Addressing the topic, "Living a Facebook Life in a Google World," senior honors student Preston Swincher will be the first student to ever be the featured speaker at the Honors Convocation, a university official said.

Ron Pitcock, assistant director of the Honors Program, developed the idea to select a student speaker. Pitcock said he is constantly amazed at the intelligence of the honors students he interacts with.

"I am regularly struck by the ways in which they present their ideas, which led me to believe that this was a possibility," he said.

Honors Convocation
When: 11 a.m. Thursday
Where: Ed Landreth Auditorium
Admission is free and open to the public.

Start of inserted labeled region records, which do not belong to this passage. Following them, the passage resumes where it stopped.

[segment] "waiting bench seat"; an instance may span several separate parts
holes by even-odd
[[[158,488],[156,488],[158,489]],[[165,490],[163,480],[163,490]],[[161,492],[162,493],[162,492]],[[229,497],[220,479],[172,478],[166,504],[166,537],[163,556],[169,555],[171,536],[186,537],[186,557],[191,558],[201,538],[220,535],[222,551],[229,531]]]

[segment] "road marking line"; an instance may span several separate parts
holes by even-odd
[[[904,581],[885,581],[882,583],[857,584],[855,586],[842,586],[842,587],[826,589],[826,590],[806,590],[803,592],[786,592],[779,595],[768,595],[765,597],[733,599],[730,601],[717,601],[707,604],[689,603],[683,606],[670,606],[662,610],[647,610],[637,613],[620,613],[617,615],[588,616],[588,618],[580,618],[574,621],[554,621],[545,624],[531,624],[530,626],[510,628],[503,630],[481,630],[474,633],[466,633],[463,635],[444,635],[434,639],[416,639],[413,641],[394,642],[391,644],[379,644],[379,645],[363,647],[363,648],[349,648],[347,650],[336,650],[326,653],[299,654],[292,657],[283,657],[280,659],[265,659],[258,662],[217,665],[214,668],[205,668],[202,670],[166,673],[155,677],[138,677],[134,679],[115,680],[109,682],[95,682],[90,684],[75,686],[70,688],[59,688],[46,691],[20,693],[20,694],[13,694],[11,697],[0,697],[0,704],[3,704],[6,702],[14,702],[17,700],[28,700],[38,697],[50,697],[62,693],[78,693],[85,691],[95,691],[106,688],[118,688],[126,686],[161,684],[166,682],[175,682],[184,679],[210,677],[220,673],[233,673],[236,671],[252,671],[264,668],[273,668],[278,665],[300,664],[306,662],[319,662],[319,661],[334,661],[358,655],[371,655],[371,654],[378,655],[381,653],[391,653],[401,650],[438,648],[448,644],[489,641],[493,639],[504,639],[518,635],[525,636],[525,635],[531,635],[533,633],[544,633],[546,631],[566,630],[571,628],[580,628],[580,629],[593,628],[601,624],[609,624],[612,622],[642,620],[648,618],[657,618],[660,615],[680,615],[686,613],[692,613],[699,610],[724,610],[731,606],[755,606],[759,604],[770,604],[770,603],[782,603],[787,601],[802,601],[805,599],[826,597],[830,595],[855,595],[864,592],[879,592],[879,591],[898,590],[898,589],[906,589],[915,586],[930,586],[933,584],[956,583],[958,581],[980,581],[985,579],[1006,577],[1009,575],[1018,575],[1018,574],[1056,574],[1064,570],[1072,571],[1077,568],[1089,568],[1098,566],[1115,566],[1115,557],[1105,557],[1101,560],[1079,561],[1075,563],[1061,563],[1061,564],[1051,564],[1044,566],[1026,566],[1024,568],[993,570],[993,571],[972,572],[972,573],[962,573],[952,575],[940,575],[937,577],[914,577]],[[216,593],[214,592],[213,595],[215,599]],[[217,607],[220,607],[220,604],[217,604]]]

Swincher, a senior entrepreneurial management and musical theatre major and honors student, was the winner of the Honors Program's first oratorical competition. Pitcock chose the topic and gave students the freedom to expand their speech in any direction they wanted. The competitors gave their speeches before a panel of judges, who looked for a speech with academic merit that would challenge an audience, Pitcock said.

Swincher said he entered the oratorical competition because he found the topic of the Internet's global and personal influence intriguing. He said he hopes his speech, titled "How the Internet Crashed Our Party," will get the audience thinking about something they have never thought about before.

"My speech is about how the Internet is bringing everyone in the world closer together in a global way and how that is going to change the way we, as a consumer society, relate to other nations and societies that are less fortunate than us," he said.

Swincher said he is more excited than nervous to present his speech at Honors Convocation.

"My performance experience has made me unafraid to speak passionately about something," he said.

Nate Arnold, a senior business information systems and marketing major and honors student, said he is looking forward to listening to a peer speak, especially on the subject of technology.

"I think he will be able to relate to the topic and to the students in the audience better than an outside speaker would," Arnold said. "Having a student speaker really highlights the hard work of the honors students."